Vala tried to figure out a way to keep Davis between Bram and her but the configuration of the tent lent itself best to an arrangement whereby Davis, being shorter, slept behind their heads at the rear of the tent.

"I'll turn the sleeping bags around," Bram said, "so Davis will be at our feet instead. We're less likely to wake each other up that way."

"Yeah," Davis agreed. "Sometimes Mom snores a little."

"I do not!" Vala said.

"Want me to let you know in the morning?" Bram asked her, chuckling.

She flushed, realizing he probably already knew whether she did or not.
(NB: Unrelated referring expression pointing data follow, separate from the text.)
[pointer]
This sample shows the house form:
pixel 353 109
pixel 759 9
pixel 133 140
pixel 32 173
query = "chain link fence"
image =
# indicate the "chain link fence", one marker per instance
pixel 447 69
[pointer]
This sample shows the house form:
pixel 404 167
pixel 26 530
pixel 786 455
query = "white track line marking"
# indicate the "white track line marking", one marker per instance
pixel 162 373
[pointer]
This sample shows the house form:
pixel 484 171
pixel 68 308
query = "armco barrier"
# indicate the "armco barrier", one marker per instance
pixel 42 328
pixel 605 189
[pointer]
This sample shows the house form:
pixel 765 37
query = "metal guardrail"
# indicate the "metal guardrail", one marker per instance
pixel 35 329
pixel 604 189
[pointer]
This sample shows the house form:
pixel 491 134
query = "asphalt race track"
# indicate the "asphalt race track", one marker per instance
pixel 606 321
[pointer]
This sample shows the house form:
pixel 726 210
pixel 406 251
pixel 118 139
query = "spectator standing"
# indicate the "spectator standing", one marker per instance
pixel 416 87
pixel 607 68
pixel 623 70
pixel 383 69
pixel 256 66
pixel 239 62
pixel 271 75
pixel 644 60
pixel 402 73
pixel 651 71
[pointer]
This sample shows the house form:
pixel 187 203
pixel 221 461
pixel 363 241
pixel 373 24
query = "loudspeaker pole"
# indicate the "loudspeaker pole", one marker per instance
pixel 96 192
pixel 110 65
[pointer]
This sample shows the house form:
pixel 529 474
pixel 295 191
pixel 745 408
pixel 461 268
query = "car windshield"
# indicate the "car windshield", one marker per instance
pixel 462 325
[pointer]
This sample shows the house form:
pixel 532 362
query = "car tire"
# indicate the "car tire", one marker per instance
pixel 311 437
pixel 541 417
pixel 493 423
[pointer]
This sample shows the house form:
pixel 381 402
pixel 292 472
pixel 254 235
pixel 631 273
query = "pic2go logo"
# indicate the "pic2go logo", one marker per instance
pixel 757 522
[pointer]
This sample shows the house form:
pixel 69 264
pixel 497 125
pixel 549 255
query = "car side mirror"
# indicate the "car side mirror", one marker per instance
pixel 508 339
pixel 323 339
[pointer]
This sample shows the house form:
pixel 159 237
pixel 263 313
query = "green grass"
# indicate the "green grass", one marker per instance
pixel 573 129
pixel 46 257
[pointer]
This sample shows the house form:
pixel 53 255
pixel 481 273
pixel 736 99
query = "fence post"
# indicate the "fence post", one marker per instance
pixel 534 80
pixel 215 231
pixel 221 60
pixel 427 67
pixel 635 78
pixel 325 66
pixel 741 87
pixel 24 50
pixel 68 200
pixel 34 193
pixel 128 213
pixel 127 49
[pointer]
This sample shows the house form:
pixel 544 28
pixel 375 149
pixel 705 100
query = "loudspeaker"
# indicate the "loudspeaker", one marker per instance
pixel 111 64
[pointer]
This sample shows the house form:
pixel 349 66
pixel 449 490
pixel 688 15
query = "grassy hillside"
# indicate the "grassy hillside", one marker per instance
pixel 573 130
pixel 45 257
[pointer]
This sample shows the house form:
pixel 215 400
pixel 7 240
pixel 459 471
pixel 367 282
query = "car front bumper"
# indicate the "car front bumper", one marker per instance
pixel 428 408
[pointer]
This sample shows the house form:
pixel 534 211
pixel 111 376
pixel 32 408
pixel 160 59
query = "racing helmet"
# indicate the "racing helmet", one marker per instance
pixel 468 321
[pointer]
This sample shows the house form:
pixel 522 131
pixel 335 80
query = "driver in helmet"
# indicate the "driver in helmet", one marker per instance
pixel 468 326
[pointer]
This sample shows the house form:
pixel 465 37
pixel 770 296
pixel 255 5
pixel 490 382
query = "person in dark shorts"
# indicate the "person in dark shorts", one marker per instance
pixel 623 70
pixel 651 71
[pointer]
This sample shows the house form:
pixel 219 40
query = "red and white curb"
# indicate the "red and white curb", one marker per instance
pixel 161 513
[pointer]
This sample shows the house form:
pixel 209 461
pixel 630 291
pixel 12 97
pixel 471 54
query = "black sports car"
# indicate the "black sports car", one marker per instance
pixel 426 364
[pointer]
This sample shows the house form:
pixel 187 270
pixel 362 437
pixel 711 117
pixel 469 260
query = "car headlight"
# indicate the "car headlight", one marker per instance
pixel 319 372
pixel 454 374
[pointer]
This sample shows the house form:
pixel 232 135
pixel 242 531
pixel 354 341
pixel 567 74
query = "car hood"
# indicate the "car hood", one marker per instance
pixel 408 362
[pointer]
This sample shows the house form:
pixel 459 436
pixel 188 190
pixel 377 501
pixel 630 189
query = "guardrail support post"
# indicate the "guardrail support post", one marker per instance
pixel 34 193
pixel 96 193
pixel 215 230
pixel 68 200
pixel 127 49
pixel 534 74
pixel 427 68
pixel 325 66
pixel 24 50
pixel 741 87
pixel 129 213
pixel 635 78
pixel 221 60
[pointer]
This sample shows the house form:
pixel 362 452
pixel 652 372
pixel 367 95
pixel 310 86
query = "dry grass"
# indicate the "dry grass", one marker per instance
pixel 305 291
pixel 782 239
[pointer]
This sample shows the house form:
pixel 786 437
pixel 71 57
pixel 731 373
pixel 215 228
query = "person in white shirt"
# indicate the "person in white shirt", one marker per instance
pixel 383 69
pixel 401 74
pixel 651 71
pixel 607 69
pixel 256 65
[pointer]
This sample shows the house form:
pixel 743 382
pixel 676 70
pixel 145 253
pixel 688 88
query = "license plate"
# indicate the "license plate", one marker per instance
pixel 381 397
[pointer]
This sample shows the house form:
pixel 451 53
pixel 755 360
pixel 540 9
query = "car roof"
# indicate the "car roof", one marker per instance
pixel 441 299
Tonight, she decided, was not going to be peaceful.

When they were settled into their sleeping bags, Davis said, "This is fun."

For you, maybe, she thought, lying rigid, unable to relax with Bram practically nestled against her.

"It's sort of like summer camp," Davis went on, "but more like we're a family camping in our tent."

His words fell painfully onto Vala's heart.

 

Bram tried to think of some quip to toss into the silence that stretched out after Davis's last remark, but he couldn't come up with a thing.

He knew what the kid meant. Often during one of his guide trips, the people who'd hired him, sometimes strangers to one another, developed a sense of camaraderie born of shared hardships on the trail. He'd always stayed aloof, friendly without making anyone a comrade.

This time he'd screwed up. For one thing, he rarely had as few as two people to guide. But what had really got to him was who the two people were. Vala and Davis. He'd gotten to know them so well it seemed incredible that they'd soon be more than half a continent away from him.

His thoughts drifted to the story Vala had told about her grandmother. He'd picked up on what he saw as the moral to be learned from the tale because he'd been guilty of using his version of the past to color his world. What if, as he'd been slowly coming to realize, his version was skewed?

His father hadn't really neglected him, even if he wasn't around much of the time. When they'd been together, which seemed to be more often than Bram had once believed, his father had done the best he could to teach his son what he felt was important, to offer as much of his heritage as a kid could understand.